Since May 29, he's hitting .393 with 10 runs, five doubles, six homers and 23 RBIs in a 17-game stretch to raise his average from .148 to .248.
"Z is on a great run," said manager Scott Servais. "He's got a lot of confidence, just the quality of at-bats. There are still some tough ones, like anybody is going to have a few tough at-bats here or there. But he's hanging in there and continuing to make good adjustments through the course of a game, understanding what pitchers are doing to him now.
"And he's really trusting himself, trusting the swing and the mechanics and new stuff he's adapted to his game. I tip my hat to him. I'm happy for him."

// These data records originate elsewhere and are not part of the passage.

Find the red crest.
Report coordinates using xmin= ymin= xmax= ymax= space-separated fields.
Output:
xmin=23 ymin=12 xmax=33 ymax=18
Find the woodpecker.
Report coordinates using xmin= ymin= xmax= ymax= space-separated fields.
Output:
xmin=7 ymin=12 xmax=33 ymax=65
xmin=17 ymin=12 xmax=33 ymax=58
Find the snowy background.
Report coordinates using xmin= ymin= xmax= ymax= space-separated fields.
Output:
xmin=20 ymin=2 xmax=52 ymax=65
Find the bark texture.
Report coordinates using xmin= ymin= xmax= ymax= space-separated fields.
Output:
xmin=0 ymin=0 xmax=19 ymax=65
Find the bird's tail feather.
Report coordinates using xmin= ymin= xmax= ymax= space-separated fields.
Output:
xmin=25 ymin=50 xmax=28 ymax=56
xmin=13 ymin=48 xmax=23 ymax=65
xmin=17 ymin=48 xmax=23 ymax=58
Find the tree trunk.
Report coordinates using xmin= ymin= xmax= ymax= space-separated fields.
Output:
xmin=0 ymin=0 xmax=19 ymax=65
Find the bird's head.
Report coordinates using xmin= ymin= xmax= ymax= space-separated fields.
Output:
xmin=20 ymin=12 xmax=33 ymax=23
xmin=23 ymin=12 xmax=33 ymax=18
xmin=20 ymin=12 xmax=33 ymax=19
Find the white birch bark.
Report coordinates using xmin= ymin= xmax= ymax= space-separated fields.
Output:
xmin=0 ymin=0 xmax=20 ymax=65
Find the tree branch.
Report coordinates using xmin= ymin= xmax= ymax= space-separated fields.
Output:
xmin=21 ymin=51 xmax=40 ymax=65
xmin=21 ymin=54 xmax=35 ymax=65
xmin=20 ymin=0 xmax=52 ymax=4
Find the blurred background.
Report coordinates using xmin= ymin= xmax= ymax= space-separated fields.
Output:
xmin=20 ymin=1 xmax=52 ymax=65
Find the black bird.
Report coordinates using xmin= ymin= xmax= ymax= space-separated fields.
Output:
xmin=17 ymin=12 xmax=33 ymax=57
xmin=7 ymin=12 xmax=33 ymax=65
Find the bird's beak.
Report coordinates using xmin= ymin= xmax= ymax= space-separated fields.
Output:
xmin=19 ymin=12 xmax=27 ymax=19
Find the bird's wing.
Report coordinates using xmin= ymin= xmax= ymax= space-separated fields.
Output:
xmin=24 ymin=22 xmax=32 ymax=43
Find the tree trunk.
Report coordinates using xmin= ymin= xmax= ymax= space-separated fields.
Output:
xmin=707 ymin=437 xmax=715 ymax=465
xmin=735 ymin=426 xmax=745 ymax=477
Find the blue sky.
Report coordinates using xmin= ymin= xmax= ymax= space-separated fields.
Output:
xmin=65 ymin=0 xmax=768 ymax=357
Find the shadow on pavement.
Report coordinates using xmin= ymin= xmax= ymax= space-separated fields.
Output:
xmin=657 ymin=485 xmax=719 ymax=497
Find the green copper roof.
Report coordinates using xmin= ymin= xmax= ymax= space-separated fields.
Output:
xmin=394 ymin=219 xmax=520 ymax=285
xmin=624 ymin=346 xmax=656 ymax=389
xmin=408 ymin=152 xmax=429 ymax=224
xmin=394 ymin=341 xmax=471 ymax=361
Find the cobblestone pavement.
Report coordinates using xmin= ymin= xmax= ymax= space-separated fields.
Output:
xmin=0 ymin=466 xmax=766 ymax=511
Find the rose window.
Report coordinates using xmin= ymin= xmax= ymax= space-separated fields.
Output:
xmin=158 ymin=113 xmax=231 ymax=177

Despite spending two and a half weeks in Tacoma re-working his stance and swing, Zunino now has four of the team's six longest home runs this season. His 463-foot blast to dead center was 20 feet farther than Robinson Cano's previous team-long of 443 on May 30 in Colorado and ranks 18th in MLB this year.
Zunino's previous long was 441 feet on April 17 at Safeco Field against the Marlins and he's also hit shots of 438 and 437 feet. Nelson Cruz, one of baseball's biggest boppers, has a season-long of 437.
The fact Zunino could hit a ball that far to straightaway center without having to pull it is a testament both to his strength and improved approach as he's worked hard on taking the ball up the middle and staying on pitches longer.
"That's been the focus," he said. "That's helped me get on off-speed pitches and helped me drive fastballs that way. Really, I'm not trying to pull the ball. The at-bat when I grounded to third the time before, even the groundout there I wish I'd stayed on it more. That's really been the focus."
Zunino's career has been marked with long rough stretches at the plate and he'll need to maintain this approach to prove he's truly at a new level. But his current hot streak has clearly bolstered his confidence and he knows now what works for him.
"I think having the ability to do that is nice," he said. "There are still some things I want to iron out, pitches I need to handle and counts I need to get better in. But definitely, the swing is going in the right direction."